Friday, April 13, 2012

American Wagyu New York strip steak アメリカ和牛のニューヨークストリップステーキ

Wagyu 和牛 is a breed of cattle developed in Japan (As I understand it they are a cross between Japanese native and western cattle. Reportedly, only a few pure native Japanse cattle remain in Kagoshima 鹿児島 and Yamaguchi 山口 prefectures). The breed was selected for its highly marbled meat. To us, classic Japanese Wagyu beef is too fatty when eaten as a steak but it is considered one of the most prized beef. When eaten raw, it has a mouth feel reminiscent of  fatty tuna but once cooked it tastes a bit too fatty to me. Beef fat has a strong taste to me particularly when in excess (unlike pork fat which can be eaten to any excess as far as I am concerned).  Dependining on the regions of Japan in which a particular breed was developed, it is named, for example, "kobe-gyu"  神戸牛, "Matsuzaka-gyu" 松坂牛 or "Oumi-gyu" 近江牛. Often, this beef is served thinly sliced for grilling (yakiniku 焼肉) or sukiyaki すき焼き.

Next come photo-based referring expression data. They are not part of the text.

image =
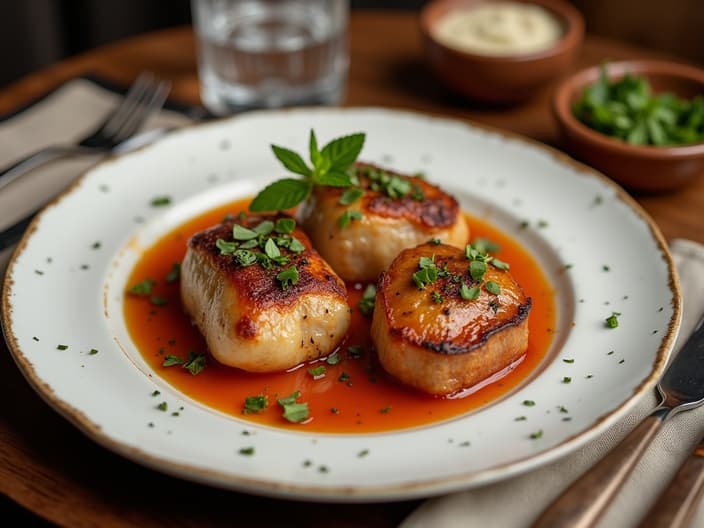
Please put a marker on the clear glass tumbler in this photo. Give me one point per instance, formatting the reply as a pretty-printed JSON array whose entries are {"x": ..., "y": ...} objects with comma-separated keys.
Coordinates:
[{"x": 270, "y": 53}]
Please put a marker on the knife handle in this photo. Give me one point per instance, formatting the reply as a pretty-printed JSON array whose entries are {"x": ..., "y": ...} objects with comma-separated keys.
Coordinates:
[
  {"x": 582, "y": 504},
  {"x": 677, "y": 504}
]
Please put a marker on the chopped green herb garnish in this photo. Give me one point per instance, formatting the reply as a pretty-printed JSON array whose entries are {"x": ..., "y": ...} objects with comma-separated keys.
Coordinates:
[
  {"x": 296, "y": 245},
  {"x": 293, "y": 411},
  {"x": 628, "y": 110},
  {"x": 612, "y": 320},
  {"x": 317, "y": 372},
  {"x": 243, "y": 233},
  {"x": 174, "y": 274},
  {"x": 347, "y": 217},
  {"x": 264, "y": 228},
  {"x": 255, "y": 404},
  {"x": 158, "y": 300},
  {"x": 469, "y": 293},
  {"x": 244, "y": 257},
  {"x": 195, "y": 364},
  {"x": 329, "y": 167},
  {"x": 427, "y": 274},
  {"x": 171, "y": 360},
  {"x": 492, "y": 287},
  {"x": 477, "y": 269},
  {"x": 499, "y": 264},
  {"x": 288, "y": 277},
  {"x": 271, "y": 249},
  {"x": 485, "y": 245},
  {"x": 333, "y": 359},
  {"x": 366, "y": 303},
  {"x": 351, "y": 195},
  {"x": 285, "y": 226},
  {"x": 226, "y": 248},
  {"x": 355, "y": 351},
  {"x": 160, "y": 201}
]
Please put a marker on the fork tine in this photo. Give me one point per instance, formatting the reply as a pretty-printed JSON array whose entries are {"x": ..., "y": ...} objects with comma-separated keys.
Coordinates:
[
  {"x": 153, "y": 100},
  {"x": 137, "y": 91}
]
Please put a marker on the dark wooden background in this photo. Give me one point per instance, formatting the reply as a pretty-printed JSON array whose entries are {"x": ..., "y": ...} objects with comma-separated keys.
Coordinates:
[{"x": 35, "y": 33}]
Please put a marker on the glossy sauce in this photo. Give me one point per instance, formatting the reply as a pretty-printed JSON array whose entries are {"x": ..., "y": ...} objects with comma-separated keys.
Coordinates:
[{"x": 355, "y": 395}]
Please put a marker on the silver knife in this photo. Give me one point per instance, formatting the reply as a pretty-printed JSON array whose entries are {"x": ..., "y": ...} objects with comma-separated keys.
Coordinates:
[{"x": 681, "y": 389}]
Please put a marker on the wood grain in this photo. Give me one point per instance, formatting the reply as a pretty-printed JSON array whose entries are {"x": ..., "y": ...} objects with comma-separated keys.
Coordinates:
[{"x": 50, "y": 468}]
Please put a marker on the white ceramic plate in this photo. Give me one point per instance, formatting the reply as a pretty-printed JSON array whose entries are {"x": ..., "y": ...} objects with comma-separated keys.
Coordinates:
[{"x": 63, "y": 289}]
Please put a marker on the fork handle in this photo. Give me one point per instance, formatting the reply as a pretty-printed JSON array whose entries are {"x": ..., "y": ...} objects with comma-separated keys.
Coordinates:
[
  {"x": 583, "y": 503},
  {"x": 31, "y": 162}
]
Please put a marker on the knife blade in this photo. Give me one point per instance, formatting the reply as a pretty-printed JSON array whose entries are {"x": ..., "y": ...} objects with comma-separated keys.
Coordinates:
[{"x": 681, "y": 389}]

My niece married into a family of cattle farmers near Sapporo. They raise Wagyu but I was told they mostly raise the cross between Wagyu and black Angus. I learned from my niece and her husband that the wagyu is rather delicate and has to be housed in a barn during the cold snowy season but the cross breed with black Angus is much more robust and can stay outside in the snow and survive (and thrive).

In the U.S., one could get genuine wagyu beef imported from Japan but it is prohibitively expensive (we never tried it). It is not worth it in my book. Instead, like ones raised in my nice's farm, American wagyu (cross between Wagyu and Black Angus) is raised in US and Australia and its meat is widely sold in a gourmet market at a reasonable (relatively speaking) price. The meat is much redder and not as highly marbled compared to genuine Wagyu beef as you can see in the picture below but it is much fattier and marbled than typical American prime or choice beef. The cut I got this time was  New York strip steak and I bought it as one serving. It weighed almost 1lb! (Between two of us we ate only less than half this evening).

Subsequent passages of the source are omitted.